How MLB deflated a potential glove scandal 25 years ago

BySTEVE WULF
August 3, 2015, 1:42 PM

— -- The suits in New York had a problem. It was a problem involving players, including an icon of the game, circumventing the rules. A problem that might affect the outcome of games and the integrity of the game. A problem with the leather.

No, not this past January. No, not deflated footballs. No, not the NFL. This was Major League Baseball's problem 25 years ago, when players -- outfielders, mostly -- were openly ignoring the rule that restricted gloves to 12 inches in length, from tip to heel. Some of the gloves threatened 15 inches, and in a game of inches, oversized gloves were being used to make shoestring catches and prevent home run balls. The baseball commissioner felt that enough was enough.

"They were getting as big as jai alai cestas," says Fay Vincent, baseball's commissioner at the time. "We were all in agreement that we had to do something."

Those weren't easy times for Vincent. A baseball lockout had nearly wiped out spring training in 1990, Opening Day had to be moved back a week, and the umpires staged a brief boycott. "You'll forgive me if I don't remember much about the gloves," Vincent says. "But I do remember it was one of our few successes. That had a lot to do with our baseball operations people -- and the game's traditional respect for the rules."

In particular, Vincent credits deputy commissioner Steve Greenberg for getting all the parties together: "As a former agent, he had a good relationship with Donald Fehr of the players' association, and he had a real understanding of the game. Don't forget -- Hank Greenberg, his father, pioneered the oversized first baseman's mitt."

For his part, Greenberg deflects the credit back to Vincent. "Fay was the wise one," says Greenberg, now a managing director at the investment firm of Allen & Company. "He could have easily been a judge -- or a priest. He just thought things through."

In the fall of 1989, the commissioner's office alerted the glove manufacturers that they were planning to enforce the rules limiting glove sizes. When players finally arrived at spring training, they were told they would have to give up their big old mitts. But they were also given a grace period of a few weeks in which to break in new ones.

"What we did is somewhat akin to what the governing body of golf has done with the long putter," Greenberg says. "We realized we had let things go too far, and we gave the players time to adjust."

Looking back on that spring, both through memory and clippings, some outfielders were not happy with the change. The complaints were understandable given (1) the attachment players have to their leather and (2) the admission by Rawlings that 25 percent of the gloves they made were beyond 12 inches. "It's a stupid rule, the kind baseball doesn't need," Yankees outfielder Luis Polonia said. "I'm not cheating. I'm going to catch the ball no matter what."

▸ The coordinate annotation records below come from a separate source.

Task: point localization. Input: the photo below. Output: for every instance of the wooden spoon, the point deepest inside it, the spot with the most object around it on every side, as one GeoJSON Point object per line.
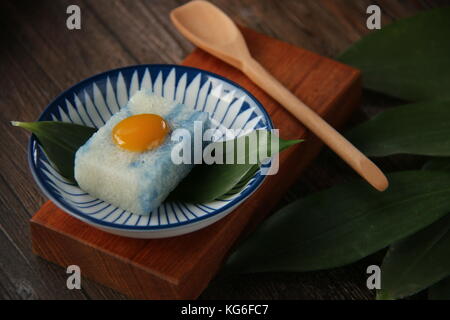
{"type": "Point", "coordinates": [212, 30]}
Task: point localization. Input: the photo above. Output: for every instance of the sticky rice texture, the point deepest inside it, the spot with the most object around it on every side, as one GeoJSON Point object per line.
{"type": "Point", "coordinates": [137, 182]}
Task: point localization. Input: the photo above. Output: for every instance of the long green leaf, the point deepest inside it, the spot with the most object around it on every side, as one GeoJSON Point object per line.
{"type": "Point", "coordinates": [437, 164]}
{"type": "Point", "coordinates": [420, 260]}
{"type": "Point", "coordinates": [419, 128]}
{"type": "Point", "coordinates": [408, 59]}
{"type": "Point", "coordinates": [440, 291]}
{"type": "Point", "coordinates": [343, 224]}
{"type": "Point", "coordinates": [60, 141]}
{"type": "Point", "coordinates": [417, 262]}
{"type": "Point", "coordinates": [209, 182]}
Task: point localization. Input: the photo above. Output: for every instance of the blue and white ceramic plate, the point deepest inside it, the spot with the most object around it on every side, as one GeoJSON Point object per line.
{"type": "Point", "coordinates": [93, 101]}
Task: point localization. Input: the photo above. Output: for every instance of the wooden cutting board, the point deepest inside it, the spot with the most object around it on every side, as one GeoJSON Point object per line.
{"type": "Point", "coordinates": [181, 267]}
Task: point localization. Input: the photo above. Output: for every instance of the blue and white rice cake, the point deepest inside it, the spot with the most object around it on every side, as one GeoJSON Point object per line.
{"type": "Point", "coordinates": [137, 182]}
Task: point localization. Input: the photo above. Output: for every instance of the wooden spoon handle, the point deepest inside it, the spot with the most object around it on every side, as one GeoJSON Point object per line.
{"type": "Point", "coordinates": [355, 158]}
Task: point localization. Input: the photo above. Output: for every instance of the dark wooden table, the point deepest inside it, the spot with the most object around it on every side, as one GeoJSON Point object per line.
{"type": "Point", "coordinates": [40, 57]}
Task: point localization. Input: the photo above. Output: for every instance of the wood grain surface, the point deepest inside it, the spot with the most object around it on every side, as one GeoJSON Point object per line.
{"type": "Point", "coordinates": [39, 58]}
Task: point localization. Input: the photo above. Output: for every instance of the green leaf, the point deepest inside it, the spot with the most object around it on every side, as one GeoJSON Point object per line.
{"type": "Point", "coordinates": [440, 291]}
{"type": "Point", "coordinates": [408, 59]}
{"type": "Point", "coordinates": [209, 182]}
{"type": "Point", "coordinates": [60, 141]}
{"type": "Point", "coordinates": [343, 224]}
{"type": "Point", "coordinates": [416, 262]}
{"type": "Point", "coordinates": [437, 164]}
{"type": "Point", "coordinates": [420, 128]}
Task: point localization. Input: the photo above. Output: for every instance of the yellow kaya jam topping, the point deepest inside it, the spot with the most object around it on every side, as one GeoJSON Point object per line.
{"type": "Point", "coordinates": [140, 132]}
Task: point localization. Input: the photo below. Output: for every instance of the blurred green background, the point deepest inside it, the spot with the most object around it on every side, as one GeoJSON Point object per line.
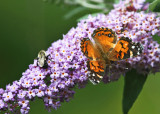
{"type": "Point", "coordinates": [27, 26]}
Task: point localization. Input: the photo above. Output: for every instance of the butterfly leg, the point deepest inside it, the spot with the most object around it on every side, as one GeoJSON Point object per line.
{"type": "Point", "coordinates": [97, 69]}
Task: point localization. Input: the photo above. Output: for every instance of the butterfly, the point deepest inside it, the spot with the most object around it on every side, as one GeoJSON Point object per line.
{"type": "Point", "coordinates": [105, 49]}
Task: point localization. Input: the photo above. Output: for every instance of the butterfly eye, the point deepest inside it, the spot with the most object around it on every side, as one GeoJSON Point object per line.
{"type": "Point", "coordinates": [109, 35]}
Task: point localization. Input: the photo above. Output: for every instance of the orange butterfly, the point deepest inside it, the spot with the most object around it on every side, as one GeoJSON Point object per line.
{"type": "Point", "coordinates": [106, 49]}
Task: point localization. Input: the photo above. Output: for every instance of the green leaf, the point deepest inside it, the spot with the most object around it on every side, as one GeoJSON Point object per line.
{"type": "Point", "coordinates": [86, 16]}
{"type": "Point", "coordinates": [155, 6]}
{"type": "Point", "coordinates": [133, 85]}
{"type": "Point", "coordinates": [156, 38]}
{"type": "Point", "coordinates": [74, 12]}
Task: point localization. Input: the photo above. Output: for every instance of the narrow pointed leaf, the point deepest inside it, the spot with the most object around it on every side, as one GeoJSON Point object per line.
{"type": "Point", "coordinates": [133, 85]}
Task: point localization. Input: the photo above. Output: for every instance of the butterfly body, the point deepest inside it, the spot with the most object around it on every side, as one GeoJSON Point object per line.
{"type": "Point", "coordinates": [105, 49]}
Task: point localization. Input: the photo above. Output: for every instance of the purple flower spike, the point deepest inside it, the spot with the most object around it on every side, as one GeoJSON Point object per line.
{"type": "Point", "coordinates": [67, 65]}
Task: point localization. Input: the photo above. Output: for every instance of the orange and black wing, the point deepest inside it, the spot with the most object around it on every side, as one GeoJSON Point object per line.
{"type": "Point", "coordinates": [96, 64]}
{"type": "Point", "coordinates": [105, 39]}
{"type": "Point", "coordinates": [124, 49]}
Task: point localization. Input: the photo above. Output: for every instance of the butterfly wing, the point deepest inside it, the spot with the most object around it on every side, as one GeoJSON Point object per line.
{"type": "Point", "coordinates": [124, 49]}
{"type": "Point", "coordinates": [96, 64]}
{"type": "Point", "coordinates": [105, 40]}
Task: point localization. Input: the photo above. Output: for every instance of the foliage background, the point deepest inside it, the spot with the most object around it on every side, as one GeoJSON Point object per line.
{"type": "Point", "coordinates": [27, 26]}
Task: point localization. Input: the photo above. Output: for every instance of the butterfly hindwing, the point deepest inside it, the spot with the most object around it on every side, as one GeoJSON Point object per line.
{"type": "Point", "coordinates": [124, 49]}
{"type": "Point", "coordinates": [105, 49]}
{"type": "Point", "coordinates": [89, 50]}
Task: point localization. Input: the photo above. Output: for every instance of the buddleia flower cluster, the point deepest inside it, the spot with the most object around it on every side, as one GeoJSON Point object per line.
{"type": "Point", "coordinates": [67, 65]}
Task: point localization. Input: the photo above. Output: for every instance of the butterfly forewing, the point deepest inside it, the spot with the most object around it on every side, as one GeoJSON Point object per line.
{"type": "Point", "coordinates": [105, 39]}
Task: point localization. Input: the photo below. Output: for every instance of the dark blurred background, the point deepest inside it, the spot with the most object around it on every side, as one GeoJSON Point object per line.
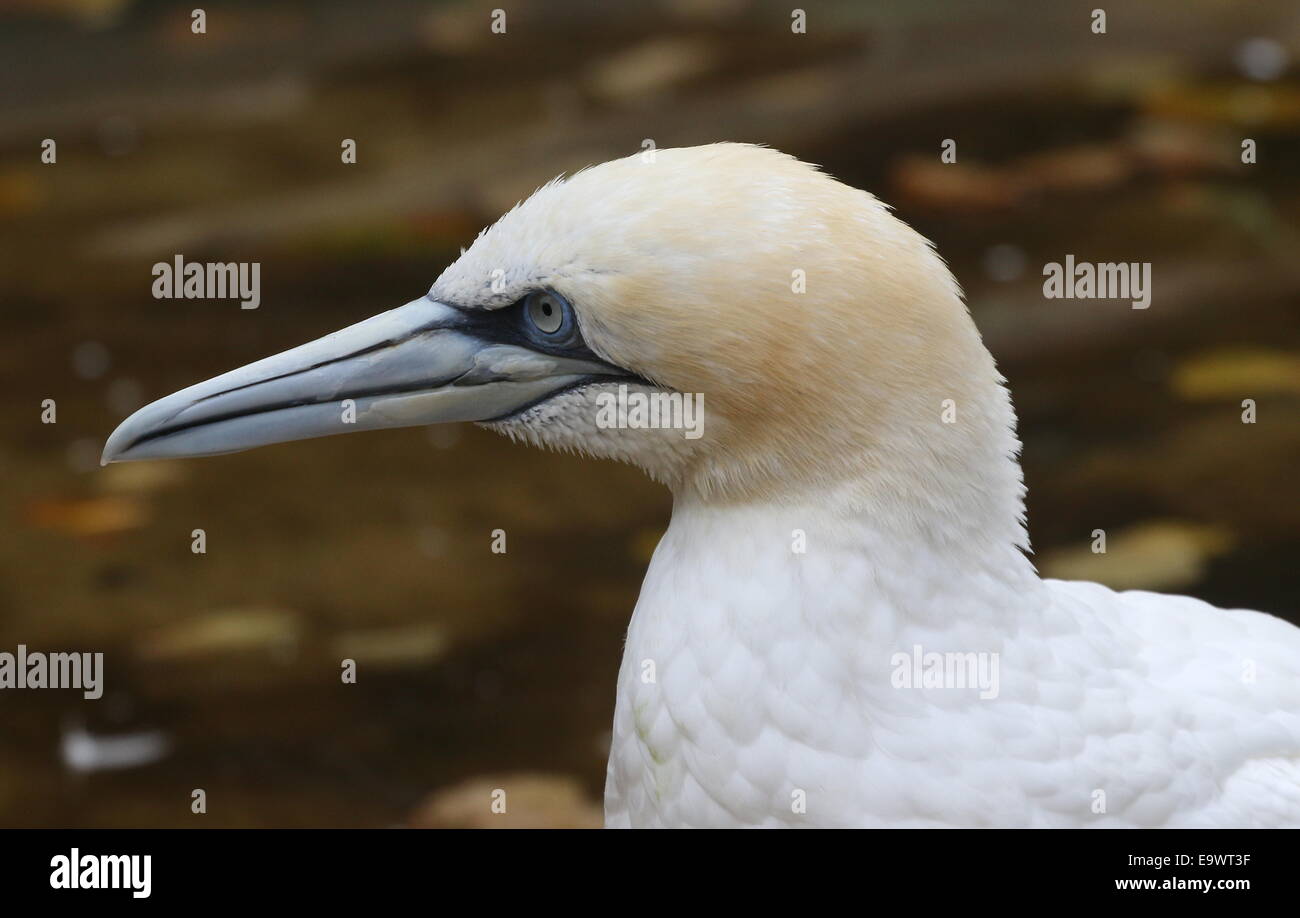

"I'm upset," said Braves outfielder Dale Murphy, who was among the most admired players in the game. "They're giving me two weeks to break in a glove when it takes a year. It's not fair."

But there were also acknowledgements that the things had gotten out of hand. "For certain, some of the gloves are too big," Reds manager Lou Piniella said. "I saw some gloves on the Yankees that looked like loaves of bread."

Then there was the matter of punishment. Would players be ejected? Would outs made with an illegal glove be ruled hits? Would catches over the fence with a 13-incher be ruled home runs? Giants manager Roger Craig suggested that players caught using an illegal glove should be forced to play the rest of the inning bare-handed.

Again, good sense prevailed. If a player was found to have an illegal glove, he had to replace it with a legal one. He would only be ejected if he refused to switch. Umpires could measure at their own discretion -- they were provided with cute little tape measures -- and managers could demand a maximum of two measurements per game. Any plays up to the time of a confiscation would not be affected.

So what happened to what one writer labeled as The Great Glove Grapple? Well, it turned into Much Ado About Nothing. There were no incidents, no confiscations, no ejections. The manufacturers retooled, and the players got the message. The controversy went away so quickly that even Vincent has a hard time remembering it.

While the situations faced by MLB then and the NFL now are not exactly analogous, the core of the problem is basically the same: the leagues had been lax in enforcing the rules regarding an essential piece of equipment. "My father was a football official, you know," Vincent says. "So I'm taking a special interest in Deflategate. I've read the reports -- the NFL was clearly looking the other way when it came to the footballs."

What if pro football had simply said, "OK, from now on we're going to enforce the regulations"? What if it had taken the air out of the controversy rather than gone to war over a couple of ticks of pounds per square inch?

What if the NFL had made its decisions based on cooperation and the good of the game? You know, the way Major League Baseball did 25 years ago.